Besides his encounter with the Brick Lane shopkeeper, Arora also traces Fleek’s deeper roots back to his MBA global consulting project. He lived in Shenzhen, China, and worked for SF Express, a logistics company. This involved experience in warehouses and helping to design fulfilment systems for ecommerce marketplaces and companies.

There, he says he became “obsessed with the idea of social commerce” — or ecommerce platforms that include social and interactive shopping features. “There’s a lot of social interactions that happen between buyers and sellers [on Fleek] that I believe were inspired by my time in China,” he says, noting features such as hosting videos of the products being sold and enabling video calls between buyers and sellers.

With the company focused on expansion, Arora wants to double down on its mission to “make second hand first choice while empowering entrepreneurs on both sides of this marketplace”.
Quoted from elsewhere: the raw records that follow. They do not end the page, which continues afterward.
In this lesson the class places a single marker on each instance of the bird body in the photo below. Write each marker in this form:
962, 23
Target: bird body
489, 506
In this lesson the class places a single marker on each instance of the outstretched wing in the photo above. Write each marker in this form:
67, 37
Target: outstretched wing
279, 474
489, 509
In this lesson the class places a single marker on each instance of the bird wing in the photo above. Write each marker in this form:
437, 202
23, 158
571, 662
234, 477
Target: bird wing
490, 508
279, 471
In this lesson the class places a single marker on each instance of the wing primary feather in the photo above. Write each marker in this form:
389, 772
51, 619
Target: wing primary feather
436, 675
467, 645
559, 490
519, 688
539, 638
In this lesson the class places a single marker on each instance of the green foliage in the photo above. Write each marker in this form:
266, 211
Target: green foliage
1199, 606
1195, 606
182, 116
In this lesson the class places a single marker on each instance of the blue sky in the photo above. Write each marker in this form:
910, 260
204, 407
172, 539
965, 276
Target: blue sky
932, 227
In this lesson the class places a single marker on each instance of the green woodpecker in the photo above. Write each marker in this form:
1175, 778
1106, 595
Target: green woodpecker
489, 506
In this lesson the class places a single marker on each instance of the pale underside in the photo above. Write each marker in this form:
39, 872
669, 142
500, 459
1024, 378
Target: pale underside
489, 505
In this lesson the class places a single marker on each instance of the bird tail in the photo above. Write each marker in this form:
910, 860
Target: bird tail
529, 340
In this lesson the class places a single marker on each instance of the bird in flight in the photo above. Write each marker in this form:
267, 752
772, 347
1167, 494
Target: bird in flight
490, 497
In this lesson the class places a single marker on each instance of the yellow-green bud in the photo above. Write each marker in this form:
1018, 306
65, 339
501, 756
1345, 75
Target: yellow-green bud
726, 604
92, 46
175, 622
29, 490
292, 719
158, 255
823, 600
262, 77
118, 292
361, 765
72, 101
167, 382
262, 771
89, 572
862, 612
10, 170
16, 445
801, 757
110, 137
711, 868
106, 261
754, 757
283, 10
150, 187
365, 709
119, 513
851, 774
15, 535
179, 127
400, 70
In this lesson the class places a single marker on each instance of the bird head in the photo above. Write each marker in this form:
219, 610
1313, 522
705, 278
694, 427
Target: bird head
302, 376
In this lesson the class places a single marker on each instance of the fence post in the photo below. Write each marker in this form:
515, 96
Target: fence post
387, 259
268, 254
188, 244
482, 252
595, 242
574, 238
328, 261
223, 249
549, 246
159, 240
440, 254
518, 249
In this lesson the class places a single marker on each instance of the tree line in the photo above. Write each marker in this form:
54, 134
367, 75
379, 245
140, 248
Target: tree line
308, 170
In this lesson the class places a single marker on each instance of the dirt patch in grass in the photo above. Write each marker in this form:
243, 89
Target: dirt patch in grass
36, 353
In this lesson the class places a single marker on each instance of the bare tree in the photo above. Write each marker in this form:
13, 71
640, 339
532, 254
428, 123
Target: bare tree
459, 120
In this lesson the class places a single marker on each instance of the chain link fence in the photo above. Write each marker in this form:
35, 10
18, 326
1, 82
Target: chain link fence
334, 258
That is not without its challenges, with quality and authenticity prominent among them. The company is working on solutions such as building quality check centres in Karachi and Delhi to assess items before they are shipped, and using third-party applications, such as Legit App, to help authenticate items. The app enables workers at the check centres to send a photographs of products to experts who can advise on authenticity and share the conclusion with buyers.

The MBA is helping Arora on that road towards growth. While the best thing you can do to learn to be an entrepreneur is to “do”, he says, “what an MBA can do is provide you with that structured approach to ideation, to the cheat codes and the frameworks that you do need, and a network that you can really fall back on.”